Dziewięcierz 17

Znajdziesz obiekt klikając na współrzędne:

50.20082, 22.88047

Inskrypcja po przetłumaczeniu z Ukraińskiego: „Zbaw Panie lud Twój, i błogosław dziedzictwu Twemu … Czobit 1934” część tablicy inskrypcyjnej jest uszkodzona, jednakże z łatwością można zrekonstruować formułę modlitewną. Pod nią jest fundator, odczytać można tylko nazwisko i datę.

Jest to przykład nowszego typu rzeźb bruśnieńskich. Krzyżyk jest uszkodzony, jego belka z Maryjkami leży obok. Na ramionach są wklęsłe gwiazdki. Cokół dodatkowo ozdobiony jest wklęsłym krzyżykiem na szczycie. Widać ślady wypełniania inskrypcji turkusową farbą.

Krzyż został odnaleziony w styczniu 2021 roku. Namiary na niego przesłał Paweł. Znalazł go przypadkiem, szukał miejsca do robienia zdjęć roztoczańskiej panoramy. Wchodząc na upatrzone miejsce, oczekując ciekawego punktu widokowego, przypadkiem trafił na ten krzyż. W tych okolicach można zrobić między innymi fotografię kościoła po ukraińskiej stronie Dziewięcierza. Krzyż jest bardzo trudny do odnalezienia, bowiem stoi w zakrzaczeniu, dlatego też nie był szerzej znany. Bez dokładnej lokalizacji bardzo trudno go znaleźć w lecie, dlatego najlepiej szukać go w zimie, lub wczesną wiosną.

TUTAJ album ze zdjęciami

Dziewięcierz 16

Znajdziesz obiekt klikając na współrzędne:

50.21447, 23.44961

Inskrypcja częściowo zniszczona, ale da się odczytać na górnej tablicy formułę modlitewną po przetłumaczeniu z Ukraińskiego: „Zbaw Panie lud Twój”. Dolna tablica obita, możliwe, że był tam utrwalony fundator i data. Krzyżyk wieńczący jest zniszczony, został tylko element belki pionowej krzyża, na którym umieszczony jest titulus. Być może pod ziemią znajdują się jego kawałki.

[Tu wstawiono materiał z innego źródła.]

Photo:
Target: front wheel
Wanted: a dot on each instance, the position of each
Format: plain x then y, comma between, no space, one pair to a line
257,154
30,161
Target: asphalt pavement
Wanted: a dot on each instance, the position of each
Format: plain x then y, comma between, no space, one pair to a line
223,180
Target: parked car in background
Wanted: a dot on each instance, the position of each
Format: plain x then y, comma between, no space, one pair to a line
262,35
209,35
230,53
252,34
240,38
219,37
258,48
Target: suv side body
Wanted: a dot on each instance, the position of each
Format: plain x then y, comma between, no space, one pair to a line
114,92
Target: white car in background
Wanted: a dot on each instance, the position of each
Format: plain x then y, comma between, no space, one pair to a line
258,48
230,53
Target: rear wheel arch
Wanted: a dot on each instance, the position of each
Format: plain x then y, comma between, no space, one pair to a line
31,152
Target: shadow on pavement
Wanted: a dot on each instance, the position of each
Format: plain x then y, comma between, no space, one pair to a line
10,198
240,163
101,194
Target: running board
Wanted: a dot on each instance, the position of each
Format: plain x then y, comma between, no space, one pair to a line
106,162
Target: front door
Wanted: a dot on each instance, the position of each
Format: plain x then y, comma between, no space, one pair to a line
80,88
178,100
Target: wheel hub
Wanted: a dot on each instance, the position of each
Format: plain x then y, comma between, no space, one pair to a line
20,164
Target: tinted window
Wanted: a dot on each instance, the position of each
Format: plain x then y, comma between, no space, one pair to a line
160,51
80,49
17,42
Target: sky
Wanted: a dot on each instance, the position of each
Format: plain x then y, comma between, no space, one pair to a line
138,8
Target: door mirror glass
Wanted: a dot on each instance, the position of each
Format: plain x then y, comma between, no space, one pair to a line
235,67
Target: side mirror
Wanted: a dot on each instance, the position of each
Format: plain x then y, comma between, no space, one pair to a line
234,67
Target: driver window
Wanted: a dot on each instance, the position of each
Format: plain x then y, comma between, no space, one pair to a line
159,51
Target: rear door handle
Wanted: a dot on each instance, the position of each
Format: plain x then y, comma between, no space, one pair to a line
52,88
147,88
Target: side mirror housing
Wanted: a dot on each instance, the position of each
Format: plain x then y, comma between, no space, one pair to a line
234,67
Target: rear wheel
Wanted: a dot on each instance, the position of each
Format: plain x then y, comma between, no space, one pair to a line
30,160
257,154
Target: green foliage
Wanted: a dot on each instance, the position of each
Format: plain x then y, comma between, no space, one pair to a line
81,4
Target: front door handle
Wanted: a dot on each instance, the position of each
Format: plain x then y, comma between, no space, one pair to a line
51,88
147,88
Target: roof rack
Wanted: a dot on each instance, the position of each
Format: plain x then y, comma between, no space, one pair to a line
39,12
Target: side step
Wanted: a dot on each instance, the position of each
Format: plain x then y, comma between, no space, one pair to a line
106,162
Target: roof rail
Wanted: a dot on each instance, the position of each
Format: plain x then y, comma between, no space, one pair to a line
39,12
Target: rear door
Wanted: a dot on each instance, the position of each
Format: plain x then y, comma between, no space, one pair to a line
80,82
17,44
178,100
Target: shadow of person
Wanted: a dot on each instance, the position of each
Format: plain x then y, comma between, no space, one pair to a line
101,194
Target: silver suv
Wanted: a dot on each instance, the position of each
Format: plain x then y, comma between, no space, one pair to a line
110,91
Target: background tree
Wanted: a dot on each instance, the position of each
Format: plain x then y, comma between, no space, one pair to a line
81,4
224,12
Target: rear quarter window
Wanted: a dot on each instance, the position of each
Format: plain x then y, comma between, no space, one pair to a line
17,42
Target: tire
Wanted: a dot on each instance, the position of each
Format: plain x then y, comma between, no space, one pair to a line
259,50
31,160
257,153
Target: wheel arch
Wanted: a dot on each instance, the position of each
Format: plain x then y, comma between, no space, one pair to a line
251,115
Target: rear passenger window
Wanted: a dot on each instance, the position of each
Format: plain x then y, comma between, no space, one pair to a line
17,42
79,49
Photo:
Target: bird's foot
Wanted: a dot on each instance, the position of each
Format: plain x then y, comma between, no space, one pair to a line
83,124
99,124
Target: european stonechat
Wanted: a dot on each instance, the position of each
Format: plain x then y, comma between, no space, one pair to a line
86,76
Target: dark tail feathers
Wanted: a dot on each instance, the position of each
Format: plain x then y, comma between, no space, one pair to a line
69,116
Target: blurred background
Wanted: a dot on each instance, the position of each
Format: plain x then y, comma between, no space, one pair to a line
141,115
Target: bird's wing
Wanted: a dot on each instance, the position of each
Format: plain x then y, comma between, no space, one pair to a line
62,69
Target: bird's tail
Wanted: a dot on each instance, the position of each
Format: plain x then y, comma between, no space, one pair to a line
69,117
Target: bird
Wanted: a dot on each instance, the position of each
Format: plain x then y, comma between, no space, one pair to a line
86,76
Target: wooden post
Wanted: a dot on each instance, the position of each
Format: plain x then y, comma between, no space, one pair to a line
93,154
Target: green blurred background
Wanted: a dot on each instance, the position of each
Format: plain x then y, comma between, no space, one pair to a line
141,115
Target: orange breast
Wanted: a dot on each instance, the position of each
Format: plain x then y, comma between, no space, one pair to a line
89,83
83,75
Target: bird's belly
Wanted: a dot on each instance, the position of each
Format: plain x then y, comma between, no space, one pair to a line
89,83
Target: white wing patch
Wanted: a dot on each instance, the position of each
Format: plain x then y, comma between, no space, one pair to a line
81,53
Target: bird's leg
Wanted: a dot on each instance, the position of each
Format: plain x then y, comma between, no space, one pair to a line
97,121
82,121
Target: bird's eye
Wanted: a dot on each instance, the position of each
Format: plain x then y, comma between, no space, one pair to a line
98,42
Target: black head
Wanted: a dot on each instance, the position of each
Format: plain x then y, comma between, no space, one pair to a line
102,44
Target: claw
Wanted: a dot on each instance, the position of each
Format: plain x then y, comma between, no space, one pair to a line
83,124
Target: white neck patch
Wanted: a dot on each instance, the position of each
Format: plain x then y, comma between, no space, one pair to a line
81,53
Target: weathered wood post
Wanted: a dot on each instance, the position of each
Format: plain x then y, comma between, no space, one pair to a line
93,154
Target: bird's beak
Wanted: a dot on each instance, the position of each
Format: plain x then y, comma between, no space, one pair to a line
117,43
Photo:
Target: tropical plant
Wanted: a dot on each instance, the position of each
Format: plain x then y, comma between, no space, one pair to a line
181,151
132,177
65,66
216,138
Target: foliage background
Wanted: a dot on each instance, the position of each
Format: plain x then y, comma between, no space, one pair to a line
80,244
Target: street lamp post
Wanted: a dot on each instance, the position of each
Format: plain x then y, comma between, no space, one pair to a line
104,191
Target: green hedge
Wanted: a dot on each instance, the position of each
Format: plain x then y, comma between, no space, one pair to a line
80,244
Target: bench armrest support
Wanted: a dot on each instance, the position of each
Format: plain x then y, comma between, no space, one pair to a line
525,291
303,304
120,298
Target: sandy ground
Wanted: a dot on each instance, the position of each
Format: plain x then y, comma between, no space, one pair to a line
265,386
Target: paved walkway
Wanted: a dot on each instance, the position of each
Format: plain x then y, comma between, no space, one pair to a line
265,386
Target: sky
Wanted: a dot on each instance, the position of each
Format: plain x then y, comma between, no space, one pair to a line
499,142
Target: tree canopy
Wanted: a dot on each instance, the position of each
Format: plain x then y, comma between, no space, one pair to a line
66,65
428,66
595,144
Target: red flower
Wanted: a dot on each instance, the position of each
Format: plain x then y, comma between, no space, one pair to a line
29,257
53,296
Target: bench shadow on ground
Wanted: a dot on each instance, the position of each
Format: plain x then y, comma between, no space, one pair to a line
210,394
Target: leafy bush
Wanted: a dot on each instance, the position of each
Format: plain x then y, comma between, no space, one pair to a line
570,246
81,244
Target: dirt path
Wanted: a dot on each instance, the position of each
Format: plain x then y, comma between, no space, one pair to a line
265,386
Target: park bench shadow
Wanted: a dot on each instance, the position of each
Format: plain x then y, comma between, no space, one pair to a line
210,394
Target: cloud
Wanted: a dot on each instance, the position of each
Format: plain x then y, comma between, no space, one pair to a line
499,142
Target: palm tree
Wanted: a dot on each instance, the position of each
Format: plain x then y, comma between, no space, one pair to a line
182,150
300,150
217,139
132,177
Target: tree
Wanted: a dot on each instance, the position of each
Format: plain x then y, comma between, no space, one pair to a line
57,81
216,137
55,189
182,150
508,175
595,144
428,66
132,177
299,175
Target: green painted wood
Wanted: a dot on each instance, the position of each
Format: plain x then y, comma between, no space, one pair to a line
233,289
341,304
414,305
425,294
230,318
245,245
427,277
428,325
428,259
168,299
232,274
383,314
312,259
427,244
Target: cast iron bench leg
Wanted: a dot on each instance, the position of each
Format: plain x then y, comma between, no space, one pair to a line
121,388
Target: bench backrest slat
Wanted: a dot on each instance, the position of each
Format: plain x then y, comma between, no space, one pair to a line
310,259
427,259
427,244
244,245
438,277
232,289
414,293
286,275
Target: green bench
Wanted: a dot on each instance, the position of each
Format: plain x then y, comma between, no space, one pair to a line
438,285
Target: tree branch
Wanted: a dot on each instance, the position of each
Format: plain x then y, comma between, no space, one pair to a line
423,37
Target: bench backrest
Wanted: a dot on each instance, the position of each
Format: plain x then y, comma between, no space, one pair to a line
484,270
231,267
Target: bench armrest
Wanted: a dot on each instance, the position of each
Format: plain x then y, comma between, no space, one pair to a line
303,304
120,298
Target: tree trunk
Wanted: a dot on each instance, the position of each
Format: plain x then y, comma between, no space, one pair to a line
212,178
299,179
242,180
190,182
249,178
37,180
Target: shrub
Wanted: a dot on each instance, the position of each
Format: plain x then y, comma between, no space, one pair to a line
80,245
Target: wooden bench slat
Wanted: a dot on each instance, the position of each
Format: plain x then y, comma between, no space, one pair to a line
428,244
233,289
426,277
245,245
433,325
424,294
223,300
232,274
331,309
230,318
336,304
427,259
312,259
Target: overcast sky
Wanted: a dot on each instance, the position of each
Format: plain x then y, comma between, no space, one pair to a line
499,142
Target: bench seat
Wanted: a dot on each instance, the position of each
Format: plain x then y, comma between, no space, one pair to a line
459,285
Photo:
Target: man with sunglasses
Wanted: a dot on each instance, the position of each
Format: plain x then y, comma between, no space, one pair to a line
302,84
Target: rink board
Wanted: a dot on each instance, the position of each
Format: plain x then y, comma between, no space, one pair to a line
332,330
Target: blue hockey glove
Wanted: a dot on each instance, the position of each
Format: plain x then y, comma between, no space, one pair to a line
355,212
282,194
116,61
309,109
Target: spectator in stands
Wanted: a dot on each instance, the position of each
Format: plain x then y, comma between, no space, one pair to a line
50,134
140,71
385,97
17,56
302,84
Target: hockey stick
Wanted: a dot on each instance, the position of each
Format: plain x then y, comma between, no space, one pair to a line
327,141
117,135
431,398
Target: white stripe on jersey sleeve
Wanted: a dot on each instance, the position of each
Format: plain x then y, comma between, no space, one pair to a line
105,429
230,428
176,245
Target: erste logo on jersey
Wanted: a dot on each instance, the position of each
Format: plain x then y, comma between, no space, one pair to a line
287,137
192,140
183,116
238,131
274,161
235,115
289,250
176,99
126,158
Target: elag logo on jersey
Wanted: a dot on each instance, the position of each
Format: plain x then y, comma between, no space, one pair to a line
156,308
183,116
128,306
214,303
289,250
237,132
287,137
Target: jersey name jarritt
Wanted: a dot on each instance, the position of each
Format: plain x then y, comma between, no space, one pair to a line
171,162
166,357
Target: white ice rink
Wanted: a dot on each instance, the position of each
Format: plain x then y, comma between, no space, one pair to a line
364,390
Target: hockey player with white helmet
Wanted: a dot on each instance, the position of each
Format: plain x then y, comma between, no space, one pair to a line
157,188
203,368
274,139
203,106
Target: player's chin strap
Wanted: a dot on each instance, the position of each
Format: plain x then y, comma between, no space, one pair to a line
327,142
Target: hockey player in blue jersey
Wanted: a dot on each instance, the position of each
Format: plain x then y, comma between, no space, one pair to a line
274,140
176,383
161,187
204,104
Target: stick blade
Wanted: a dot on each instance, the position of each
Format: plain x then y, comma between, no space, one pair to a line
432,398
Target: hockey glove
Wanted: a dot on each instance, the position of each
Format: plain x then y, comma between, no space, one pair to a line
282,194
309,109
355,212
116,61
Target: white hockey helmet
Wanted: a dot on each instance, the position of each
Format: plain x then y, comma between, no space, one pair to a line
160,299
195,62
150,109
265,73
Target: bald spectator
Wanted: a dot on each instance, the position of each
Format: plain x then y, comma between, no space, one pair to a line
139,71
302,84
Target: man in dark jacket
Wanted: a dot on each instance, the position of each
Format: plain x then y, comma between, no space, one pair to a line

Krzyż został znaleziony w styczniu 2021 roku, dzięki namiarom od Kamila Pustelnika, który umieścił wcześniej swoje znalezisko w internecie, sugerując, że może to być krzyż z cmentarza. Jednakże obiekt posiada klasyczną formułę modlitewną na tablicy inskrypcyjnej, która nie występuje na krzyżach cmentarnych. Dzięki temu udało się znaleźć szesnasty kamienny krzyż w Dziewięcierzu, który wcześniej był praktycznie nieznany i nieudokumentowany. Przed wojną był tutaj przysiółek Dziewięcierza Łuch. Uszkodzenie krzyża nastąpiło przez bydło, które tam wypasano w czasie PRLu. Prawdopodobnie został postawiony po 1920 roku, co można wywnioskować po jego formie.

TUTAJ album ze zdjęciami

Horyniec-Zdrój 13

Miejsce: krzyż znajduje się w horynieckich lasach nieopodal Nowin Horynieckich. Najlepiej trafić tam, jadąc od Nowin Horynieckich w stronę Góry Brusno, leśną asfaltową drogą. Przed doliną Dublenu znajdziemy po prawej stronie drogi znak kierujący do krzyża.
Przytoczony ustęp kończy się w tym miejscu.